Having watched enough of these films, I’ve become aware of their structure, and Willis’ film is one of the tightest, most concise versions of the conspiracy theory documentary. It has all the elements of quack documentaries going back to time immemorial and books lauding quacks:
- A miracle drug/treatment for a deadly disease.
- The brave maverick doctor or doctors who have discovered this miracle drug/treatment, who are portrayed as geniuses.
- The “persecution” of the brave maverick doctors for just wanting to help patients.
- Enemies, specifically big pharma and the government, whose profits and interests are threatened by the miracle drug/treatment and the brave maverick doctors promoting it.
- A deceptive description of the evidence base for the miracle drug/treatment that portrays it as, well, miraculous.
- The media as part of the conspiracy to shut down the miracle drug/treatment and the brave maverick doctors promoting it.
- A note of hope at the end that the public will “wake up” to the conspiracy and take back the power to use the miracle drug/treatment.

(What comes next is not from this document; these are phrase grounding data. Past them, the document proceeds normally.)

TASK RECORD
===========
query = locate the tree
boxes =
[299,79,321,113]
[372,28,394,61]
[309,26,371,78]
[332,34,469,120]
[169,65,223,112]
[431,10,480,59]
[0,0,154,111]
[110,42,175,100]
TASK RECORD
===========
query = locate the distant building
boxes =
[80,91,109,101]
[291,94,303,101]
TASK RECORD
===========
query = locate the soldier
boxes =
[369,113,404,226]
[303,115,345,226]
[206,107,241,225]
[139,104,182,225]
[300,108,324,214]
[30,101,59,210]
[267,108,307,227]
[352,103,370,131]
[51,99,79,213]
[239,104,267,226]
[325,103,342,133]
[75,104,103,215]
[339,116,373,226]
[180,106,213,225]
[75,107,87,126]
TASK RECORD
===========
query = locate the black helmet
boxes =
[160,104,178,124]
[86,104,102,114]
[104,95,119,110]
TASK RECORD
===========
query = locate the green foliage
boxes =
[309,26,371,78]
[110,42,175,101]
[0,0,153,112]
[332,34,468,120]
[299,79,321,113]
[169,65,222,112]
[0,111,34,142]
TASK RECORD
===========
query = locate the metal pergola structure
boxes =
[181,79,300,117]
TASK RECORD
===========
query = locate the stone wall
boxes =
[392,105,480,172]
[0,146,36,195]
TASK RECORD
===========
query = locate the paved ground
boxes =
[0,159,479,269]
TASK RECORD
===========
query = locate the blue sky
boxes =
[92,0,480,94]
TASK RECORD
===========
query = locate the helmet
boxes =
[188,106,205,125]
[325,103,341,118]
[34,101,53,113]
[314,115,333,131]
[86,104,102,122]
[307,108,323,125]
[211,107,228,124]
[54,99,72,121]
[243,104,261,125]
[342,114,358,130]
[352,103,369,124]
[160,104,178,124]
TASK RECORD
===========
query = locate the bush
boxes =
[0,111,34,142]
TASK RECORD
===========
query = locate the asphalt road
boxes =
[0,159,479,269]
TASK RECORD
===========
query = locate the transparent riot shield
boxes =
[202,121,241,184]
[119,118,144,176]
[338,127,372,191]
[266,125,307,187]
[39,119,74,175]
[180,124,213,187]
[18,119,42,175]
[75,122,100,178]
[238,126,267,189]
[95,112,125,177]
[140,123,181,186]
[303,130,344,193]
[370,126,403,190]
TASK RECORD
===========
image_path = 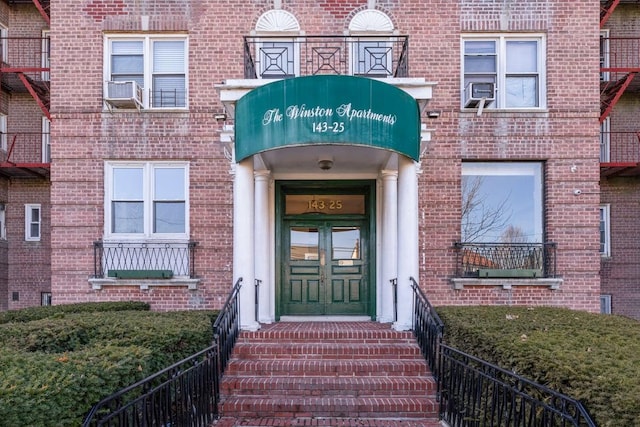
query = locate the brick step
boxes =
[213,416,442,427]
[224,358,430,376]
[219,396,439,419]
[232,342,423,359]
[238,326,415,344]
[221,376,436,396]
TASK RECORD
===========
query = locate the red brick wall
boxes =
[48,1,601,314]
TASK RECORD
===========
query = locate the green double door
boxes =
[282,219,369,316]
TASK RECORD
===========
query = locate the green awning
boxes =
[234,75,421,162]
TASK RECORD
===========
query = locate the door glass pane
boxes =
[290,227,319,260]
[332,226,360,260]
[260,41,295,78]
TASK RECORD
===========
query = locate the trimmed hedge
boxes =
[0,301,150,324]
[0,302,217,427]
[437,306,640,427]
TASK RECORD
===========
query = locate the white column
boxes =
[254,170,272,323]
[394,155,419,331]
[380,170,398,323]
[234,158,259,331]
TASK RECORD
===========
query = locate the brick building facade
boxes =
[2,0,626,325]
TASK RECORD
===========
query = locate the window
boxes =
[600,294,612,315]
[0,114,6,152]
[253,10,301,79]
[462,35,546,109]
[600,117,610,162]
[106,162,189,238]
[0,23,7,63]
[348,10,395,77]
[461,162,543,243]
[42,30,50,81]
[25,204,41,241]
[42,117,50,163]
[600,204,611,257]
[41,292,52,306]
[600,30,610,82]
[0,204,5,240]
[105,35,187,108]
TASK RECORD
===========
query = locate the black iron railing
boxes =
[454,242,557,279]
[212,278,242,377]
[438,344,597,427]
[83,279,243,426]
[243,35,409,79]
[82,345,219,427]
[410,279,596,427]
[93,240,197,279]
[411,277,443,377]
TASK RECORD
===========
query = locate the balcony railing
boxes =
[0,36,50,80]
[600,37,640,78]
[243,35,409,79]
[93,240,197,279]
[454,242,557,279]
[600,131,640,163]
[0,132,50,164]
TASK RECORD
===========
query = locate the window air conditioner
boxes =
[464,82,495,108]
[105,81,143,110]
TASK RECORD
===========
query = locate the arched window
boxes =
[253,10,300,78]
[348,10,396,77]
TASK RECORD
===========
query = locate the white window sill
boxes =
[89,277,200,291]
[451,277,563,290]
[460,108,549,114]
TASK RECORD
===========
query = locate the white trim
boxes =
[600,29,610,82]
[42,30,50,81]
[0,208,5,240]
[600,204,611,257]
[42,117,50,163]
[600,117,610,163]
[255,10,300,32]
[25,204,41,242]
[0,114,7,152]
[0,23,7,63]
[348,9,394,33]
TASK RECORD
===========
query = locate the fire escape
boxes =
[600,0,640,177]
[0,0,50,178]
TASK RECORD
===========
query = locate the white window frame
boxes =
[42,117,50,163]
[461,34,547,110]
[42,30,50,81]
[0,205,5,240]
[600,117,610,163]
[600,294,612,315]
[25,204,41,242]
[104,161,189,240]
[0,23,7,64]
[104,34,188,110]
[600,204,611,257]
[600,29,610,82]
[0,113,7,152]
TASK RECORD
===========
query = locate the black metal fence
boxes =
[411,277,443,376]
[439,345,597,427]
[410,278,596,427]
[454,242,557,278]
[243,35,409,79]
[82,278,243,427]
[81,345,219,427]
[93,240,197,279]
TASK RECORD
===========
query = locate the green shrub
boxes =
[437,306,640,427]
[0,301,150,325]
[0,304,218,426]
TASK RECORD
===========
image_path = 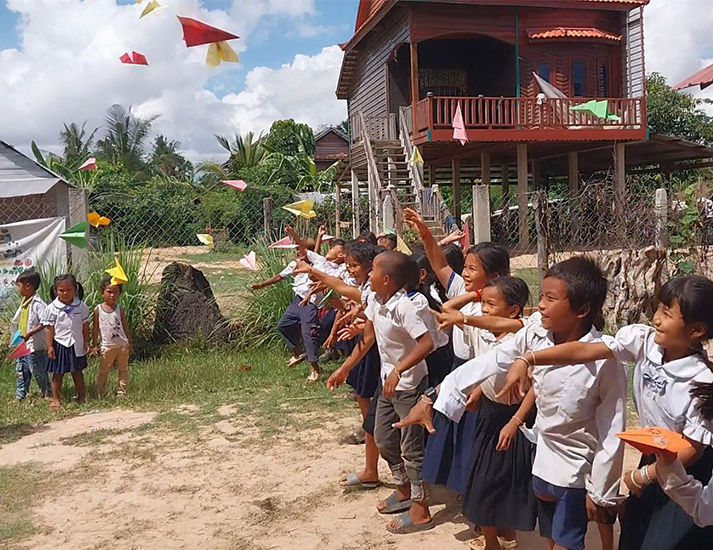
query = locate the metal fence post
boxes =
[534,190,548,276]
[263,197,273,239]
[655,188,668,251]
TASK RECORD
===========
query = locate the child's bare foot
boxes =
[76,396,86,405]
[49,400,61,410]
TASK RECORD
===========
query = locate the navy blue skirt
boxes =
[427,343,454,388]
[422,355,479,495]
[346,334,380,399]
[47,341,87,374]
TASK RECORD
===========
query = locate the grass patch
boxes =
[178,245,250,264]
[0,463,47,543]
[513,267,542,308]
[61,428,131,447]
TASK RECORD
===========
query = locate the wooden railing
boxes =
[398,106,424,213]
[351,113,397,143]
[413,96,645,135]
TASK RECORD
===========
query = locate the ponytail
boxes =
[692,382,713,423]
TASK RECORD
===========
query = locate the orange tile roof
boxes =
[528,27,622,42]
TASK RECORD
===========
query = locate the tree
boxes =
[96,104,159,173]
[196,132,265,183]
[336,119,350,139]
[263,119,315,157]
[647,73,713,145]
[60,121,98,162]
[149,135,193,180]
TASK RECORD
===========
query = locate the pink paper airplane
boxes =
[120,51,149,66]
[79,157,97,171]
[460,223,470,250]
[7,341,30,360]
[239,251,258,271]
[452,102,468,146]
[222,180,247,191]
[269,237,297,250]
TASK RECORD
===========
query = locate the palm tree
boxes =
[196,132,265,182]
[60,122,98,162]
[149,135,193,180]
[96,104,159,173]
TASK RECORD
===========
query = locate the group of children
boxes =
[255,209,713,550]
[9,270,133,409]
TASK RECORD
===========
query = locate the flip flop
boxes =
[378,492,413,515]
[340,473,380,490]
[287,353,306,368]
[385,511,435,535]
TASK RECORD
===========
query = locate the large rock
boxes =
[153,262,228,344]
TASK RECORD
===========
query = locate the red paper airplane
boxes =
[120,51,149,66]
[7,341,30,360]
[222,180,247,191]
[177,16,239,47]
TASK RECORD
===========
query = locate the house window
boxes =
[537,62,552,83]
[598,61,610,97]
[572,60,587,97]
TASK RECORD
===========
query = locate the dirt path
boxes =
[1,407,636,550]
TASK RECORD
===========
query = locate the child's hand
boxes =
[84,342,90,355]
[338,319,365,341]
[465,386,483,412]
[285,225,297,238]
[403,208,429,237]
[623,469,645,498]
[327,367,349,390]
[655,449,678,465]
[392,398,435,434]
[383,370,400,399]
[250,283,262,291]
[496,419,520,451]
[434,310,463,331]
[439,229,465,246]
[291,260,311,275]
[496,358,531,402]
[317,225,326,237]
[585,495,616,524]
[47,347,56,360]
[128,343,135,356]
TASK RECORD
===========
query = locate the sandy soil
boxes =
[0,405,643,550]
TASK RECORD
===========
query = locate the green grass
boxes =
[513,267,543,308]
[0,463,46,543]
[0,345,350,446]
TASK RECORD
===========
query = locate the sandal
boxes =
[385,511,435,535]
[498,538,518,550]
[378,492,413,515]
[340,473,380,490]
[466,535,518,550]
[287,353,306,368]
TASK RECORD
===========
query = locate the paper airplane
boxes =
[58,222,88,249]
[318,289,336,308]
[79,157,97,171]
[177,16,239,47]
[106,258,128,286]
[87,212,111,228]
[282,200,317,220]
[570,100,621,122]
[206,41,239,68]
[321,234,335,242]
[7,341,30,360]
[140,0,167,19]
[222,180,247,191]
[10,330,23,347]
[239,251,258,271]
[617,427,694,456]
[452,102,468,146]
[461,223,470,250]
[396,235,411,255]
[411,147,424,167]
[196,233,214,247]
[268,237,297,250]
[120,52,149,66]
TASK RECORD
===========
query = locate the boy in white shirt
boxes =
[397,257,627,550]
[329,251,435,534]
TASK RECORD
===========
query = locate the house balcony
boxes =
[404,95,647,145]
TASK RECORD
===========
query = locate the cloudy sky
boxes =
[0,0,712,163]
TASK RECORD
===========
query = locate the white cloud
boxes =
[0,0,345,162]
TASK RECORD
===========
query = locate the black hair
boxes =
[467,242,510,278]
[345,241,379,271]
[357,231,378,246]
[50,273,84,301]
[544,256,607,330]
[484,276,530,317]
[441,243,465,275]
[330,238,346,248]
[378,234,398,250]
[16,269,41,291]
[100,275,123,294]
[303,238,316,252]
[405,253,442,312]
[658,275,713,340]
[692,382,713,423]
[377,251,414,290]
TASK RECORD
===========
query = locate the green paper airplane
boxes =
[58,222,88,248]
[318,289,336,308]
[570,100,621,122]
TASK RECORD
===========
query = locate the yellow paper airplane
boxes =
[140,0,167,19]
[282,200,317,220]
[196,233,214,247]
[87,212,111,228]
[106,258,128,286]
[396,235,411,255]
[411,147,423,167]
[206,41,239,68]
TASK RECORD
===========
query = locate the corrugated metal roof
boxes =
[673,62,713,92]
[528,27,621,42]
[0,140,71,199]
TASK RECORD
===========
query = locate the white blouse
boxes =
[41,298,90,357]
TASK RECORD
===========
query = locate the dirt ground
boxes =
[0,406,641,550]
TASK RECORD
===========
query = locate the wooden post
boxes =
[655,188,668,251]
[501,163,510,202]
[262,197,273,238]
[481,153,491,186]
[335,183,342,238]
[533,190,548,275]
[428,164,436,187]
[410,41,419,129]
[472,185,491,244]
[351,170,360,238]
[517,143,529,247]
[452,159,462,227]
[531,158,541,190]
[568,151,580,240]
[568,152,579,194]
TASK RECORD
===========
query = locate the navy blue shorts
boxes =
[532,476,587,550]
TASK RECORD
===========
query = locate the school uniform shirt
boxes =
[364,289,430,392]
[476,330,518,404]
[446,272,482,360]
[606,325,713,446]
[658,459,713,528]
[306,251,346,279]
[408,292,449,350]
[41,299,91,357]
[434,319,628,507]
[10,294,47,353]
[279,261,318,303]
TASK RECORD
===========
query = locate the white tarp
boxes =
[0,217,66,300]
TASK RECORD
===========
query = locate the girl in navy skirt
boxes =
[41,274,90,410]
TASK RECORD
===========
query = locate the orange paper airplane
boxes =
[617,427,694,456]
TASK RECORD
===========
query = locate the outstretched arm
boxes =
[441,291,481,313]
[315,225,326,255]
[327,320,376,390]
[434,309,523,335]
[292,261,362,303]
[251,274,284,291]
[404,208,453,289]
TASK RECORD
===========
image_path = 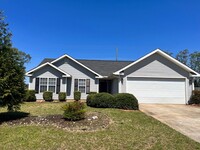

Once you become familiar with this sort of narrative and the elements, all or some of which are generally employed in such propaganda exercises, you’ll see them everywhere in science denying films and books. Indeed, Willis’ film reminds me very much of other quack and antivax conspiracy films, such as the movies about Stanislaw Burzynski from a decade ago or Del Bigtree and Andrew Wakefield‘s antivax epic VAXXED from six years ago. The narratives are very similar, but Willis distills the narrative down to an easy-to-digest 14 minutes, which makes his film peddling disinformation about ivermectin all the more insidious.
And, of course, at the end it’s revealed that there will soon be a Plandemic 3, with this movie apparently being a taste of what’s to come, because of course there will be. Marvelous.